New Delhi: Arvind Kejriwal must explain his failure on air pollution
When in 2016 the Aam Aadmi Party government in Delhi imposed odd-even car rationing to reduce air pollution, I was surprised to see how much support it got.
People who did not like the AAP or its leaders one bit were all gung-ho about leaving their cars behind and using public transport. They felt great that they were doing their bit to reduce air pollution.
I could not find a single person other than myself who was opposing the idea. I remember feeling silly arguing with a group of enthusiastic schoolchildren on a TV show.
I insisted odd-even won’t work and no, I wasn’t a car owner. The children had been cleverly roped in as volunteers by the AAP government. The exploitation of children’s innocence and energy by politicians makes me sad.

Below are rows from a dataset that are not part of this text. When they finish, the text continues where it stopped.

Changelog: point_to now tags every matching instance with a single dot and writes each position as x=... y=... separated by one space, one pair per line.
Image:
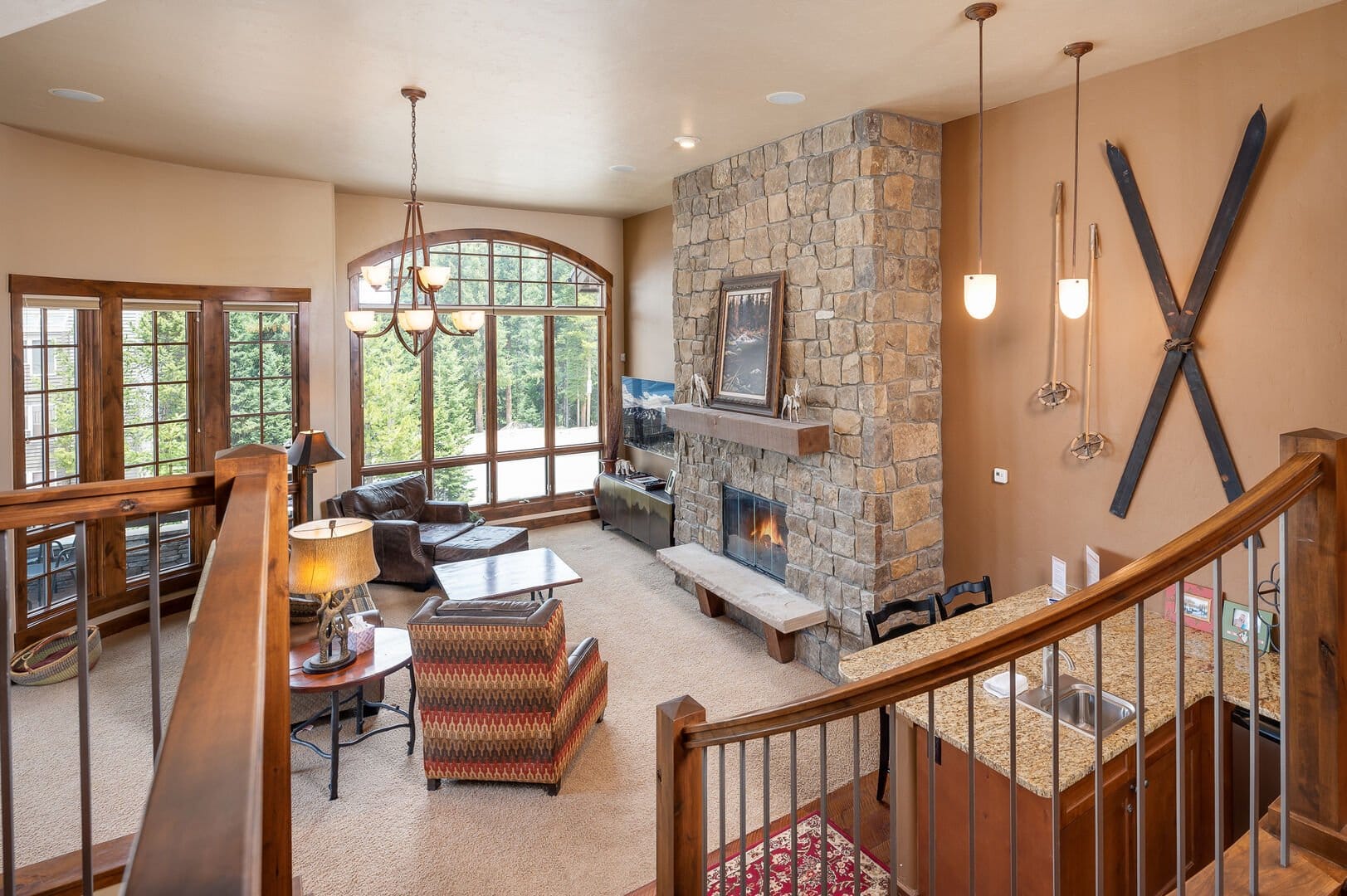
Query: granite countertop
x=1033 y=759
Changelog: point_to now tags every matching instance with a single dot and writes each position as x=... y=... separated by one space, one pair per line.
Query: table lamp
x=309 y=449
x=326 y=559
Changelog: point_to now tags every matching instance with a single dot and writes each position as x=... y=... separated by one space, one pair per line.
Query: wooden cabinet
x=1033 y=848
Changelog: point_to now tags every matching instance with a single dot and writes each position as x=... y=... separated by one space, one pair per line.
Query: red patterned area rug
x=875 y=876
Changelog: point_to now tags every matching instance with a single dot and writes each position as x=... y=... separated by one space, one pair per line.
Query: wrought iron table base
x=333 y=714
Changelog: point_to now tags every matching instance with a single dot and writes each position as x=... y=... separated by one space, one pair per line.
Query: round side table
x=391 y=652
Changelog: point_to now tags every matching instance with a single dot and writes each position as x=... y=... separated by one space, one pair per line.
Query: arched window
x=516 y=414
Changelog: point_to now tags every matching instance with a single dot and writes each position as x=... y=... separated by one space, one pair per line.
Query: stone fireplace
x=754 y=530
x=850 y=211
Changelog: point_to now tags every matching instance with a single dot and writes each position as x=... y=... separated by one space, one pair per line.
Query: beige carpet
x=387 y=835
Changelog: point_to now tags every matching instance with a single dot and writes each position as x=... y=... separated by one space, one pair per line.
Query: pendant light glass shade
x=360 y=321
x=979 y=290
x=467 y=322
x=376 y=275
x=979 y=294
x=1074 y=297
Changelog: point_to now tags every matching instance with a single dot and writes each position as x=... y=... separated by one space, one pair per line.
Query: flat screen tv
x=642 y=416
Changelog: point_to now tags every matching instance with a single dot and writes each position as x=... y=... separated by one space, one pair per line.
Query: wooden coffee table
x=505 y=576
x=391 y=652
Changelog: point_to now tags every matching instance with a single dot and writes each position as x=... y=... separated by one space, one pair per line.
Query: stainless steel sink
x=1076 y=706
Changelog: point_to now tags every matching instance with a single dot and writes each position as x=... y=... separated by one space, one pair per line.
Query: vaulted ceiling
x=531 y=101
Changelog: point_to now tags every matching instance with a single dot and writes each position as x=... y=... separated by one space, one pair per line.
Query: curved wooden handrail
x=1126 y=587
x=23 y=509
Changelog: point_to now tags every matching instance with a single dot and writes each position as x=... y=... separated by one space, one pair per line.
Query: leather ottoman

The AAP as usual sent its nasty trolls after me, claimed victory on days when wind conditions reduced air pollutions and asked people to have patience with the scheme when air pollution actually increased.
They knew they can’t make people keep their cars at home for long, so the car rationing would come and go in small bouts, about 2-3 times in the last few years.
Everyone understands the “odd even” car rationing was a failure but nobody wants to admit they were all wrong. Every winter some reporter asks Arvind Kejriwal and their ministers whether odd-even will be back, and they sincerely reply that they will ‘consider’ it. We keep breathing poison and the AAP never brings back a scheme it said was super successful.
Super successful it was, politically speaking. It helped the AAP fool the people of Delhi into thinking: ‘Kejriwal is trying’, or, even better, ‘we the people are the problem. We who drive cars. What can Kejriwal do?’
Billions of tax payers’ rupees were wasted in advertising the AAP’s failure to sell it as an achievement. The car-owning Delhi, perhaps the least likely to vote for AAP, was impressed, as was the working class that was still adding to pollution with motorcycles and wood fires for cooking and keeping warm.
You can’t tell them to not do that, which is why we need a government to solve complex governance problems. Instead we have a chief minister who only thinks about the next campaign slogan to go with his face on advertisements.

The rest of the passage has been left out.